Lorde – Virgin
Recensione del disco “Virgin” (Universal Music New Zealand/Republic, 2025) di Lorde. A cura di Alessandro Valli.
Tra censura del seno, il top a fascia senza schienale indossato al Met Gala e perfino il dispositivo intrauterino presente nella copertina del disco, è evidente che Ella Yelich-O’Connor ha vissuto recentemente una fase della sua vita più tumultuosa e incerta rispetto all’era serena e di connessione con la natura di “Solar Power”.
L’irresistibile ritornello di Broken Glass affronta sentitamente il tema dei disturbi alimentari, Favourite Daughter rivela il complicato rapporto con la madre e traumi infantili, o le sue innumerevoli avventure sessuali elencate in Shapeshifter neutralizzate dal semplice bisogno di lasciarsi andare: “tonight I just wanna fall”. “Virgin” è crudo e tagliente, si scaglia come aria gelida sulle ossa. La voce robotica di Dexta Daps in Current Affairs o il vocoder nudo di Clearblue dipingono proprio un colore iridescente e chimico, lontano dall’armonia naturale e matura del predecessore, un richiamo alla Lorde ribelle di “Pure Heroine” e all’impulso agrodolce di “Melodrama”. Dai forti echi di quest’ultimo è il comeback single What Was That, un inno di passione giovanile che rimanda tanto al piano galoppante di Green Light.

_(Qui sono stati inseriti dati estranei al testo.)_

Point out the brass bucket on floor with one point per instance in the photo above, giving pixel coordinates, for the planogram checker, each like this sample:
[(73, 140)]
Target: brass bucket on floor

In diversi momenti la produzione esplora anche il terreno industrial, dallo scheletrico garage beat che apre Shapeshifter alle percussioni aggressive e grungy di GRWM. Un po’ come è successo a Billie Eilish, che attraverso “HIT ME HARD AND SOFT” è riuscita scongiurare l’inautenticità denunciata ad “Happier Than Ever”, Lorde si spoglia del precedente ruolo di sacerdotessa di un culto solare e protettrice dell’ambiente per lasciar emergere una versione più sincera e umana di se. Non sono tuttavia completamente assenti le influenze dell’album precedente: le stesse lucenti armonie speranzose di Fallen Fruit arricchiscono il ritornello di If She Could See Me Now ma in modo decisamente meno schematico e più autentico. La canzone ha infatti una struttura a dir poco creativa e divertente, aprendo in un tono arrogante e dissonante ed evolvendosi in una progressione di accordi ariosi. Man of the Year unisce efficacemente il minimalismo organico di “Solar Power” a un climax di suoni metallici e magnetici. Una catartica epifania di genere che culmina nella nascita di un alter ego maschile dell’artista.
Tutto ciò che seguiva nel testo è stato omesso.